The events _ in Boston, New York and Washington _ are ostensibly designed to help Wilson erase the $1.5 million debt he had at the end of last year’s re-election campaign. After several recent West Coast events, the debt is now below $1 million, Wilson adviser George Gorton said Thursday.
In recent weeks, Wilson has been contacting fellow governors, GOP strategists and fund-raisers to discuss a possible run for the 1996 Republican nomination and he has been asking them to hold off joining other campaigns.
While contacting fund-raisers to help him with the 1994 debt, he has sounded them out about a 1996 run and has been encouraged by the response, a Wilson finance aide said.
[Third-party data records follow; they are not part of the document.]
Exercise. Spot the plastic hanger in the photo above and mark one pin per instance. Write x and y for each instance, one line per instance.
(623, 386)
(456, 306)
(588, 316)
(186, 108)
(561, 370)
His advisers say he is inclined to run, and plans a final decision by the end of March.
Wilson believes his recent focus on immigration, welfare reform, affirmative action and the unfunded mandates Washington passes along to states would make him a strong candidate. He also would be the only sitting governor in a field that includes several senators and one former governor, Lamar Alexander of Tennessee.
The sole obstacle, Wilson advisers say, is deciding whether he can run a national campaign and tend to his duties as governor. That task is complicated by the fact that California’s lieutenant governor is a Democrat who would serve as acting governor when Wilson is out of state and would assume the governorship if Wilson left office.
Wilson aides are drafting a ballot initiative to change the state constitution and require a special election if the governor leaves midway through a term. Wilson also has attorneys studying the presidential campaign requirements, including ballot access and delegate selection rules.
Massachusetts Gov. William Weld, who is helping with the Boston fund-raiser, said he spoke to Wilson this week and is convinced he will run.
``I don’t think they have flipped the switch yet, but everyone has their assignment and they are doing the blocking and tackling,″ Weld said. ``The financial apparatus is certainly in place. And I have a sense that he will be able to deal with the lieutenant governor problem.″
Weld described himself as ``still neutral″ in the 1996 chase but said, ``It would be good for the party if Pete got in. He would be a tough campaigner, so whoever the nominee is, whether Pete gets it or not, you can be sure that nominee would have been tested in a real competitive primary process.″
New Jersey Gov. Christie Whitman, like Weld and Wilson a moderate who supports abortion rights, has also said recently she would welcome a Wilson candidacy.